В тот день, когда мне пришлось увидеть Антонину Николаевну на именинах, я получил письмо от жены, в котором она извещала меня об опасной болезни моей сестры. Я был особенно злобно настроен не только по тем мотивам, которые всегда заставляли меня страдать из-за Антонины Николаевны, но и потому, что я вынужден был расстаться с нею и сказать ей о своей женитьбе. О чем я говорил с нею в этот злосчастный вечер, я совершенно не помню.
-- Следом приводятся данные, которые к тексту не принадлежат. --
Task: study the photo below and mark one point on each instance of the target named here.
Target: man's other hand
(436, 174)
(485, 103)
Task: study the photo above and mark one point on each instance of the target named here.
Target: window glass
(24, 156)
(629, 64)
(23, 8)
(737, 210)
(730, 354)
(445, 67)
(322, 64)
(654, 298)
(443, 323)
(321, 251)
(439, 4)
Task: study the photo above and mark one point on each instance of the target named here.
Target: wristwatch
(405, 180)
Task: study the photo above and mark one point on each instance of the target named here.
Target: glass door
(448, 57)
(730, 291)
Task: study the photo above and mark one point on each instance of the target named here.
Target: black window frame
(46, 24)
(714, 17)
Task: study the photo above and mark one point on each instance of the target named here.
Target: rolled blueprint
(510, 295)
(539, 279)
Еще менее понимаю я, как я мог признаться ей в своей женитьбе в такой гнусной, в такой оскорбительной для нее форме! Клянусь вам всем святым – я как-то мало соображал… Я машинально повторял себе, что должен сейчас, сию минуту все сказать ей… Сердце разрывалось от муки… Я не знаю… я помню и не помню… я говорил и делал все в каком-то тумане».
Кончив свой длинный рассказ, Манькович долго сидел молча, затем обратился ко мне с просьбой упросить Анто нину Николаевну, чтобы она приняла его хотя на несколько минут, – ему крайне необходимо сказать ей несколько слов. Я указала ему на то, что с самой минуты возвращения с вечеринки она до сих пор ни с кем из нас не проронила ни слова, не спала и не ела, что, по словам доктора, у нее тяжелое нервное потрясение. Маньковича это так поразило, что он, то ломая руки, то закрывая лицо руками, забегал по комнате, с отчаянием повторяя: «Боже мой, боже мой! Я подлый убийца!»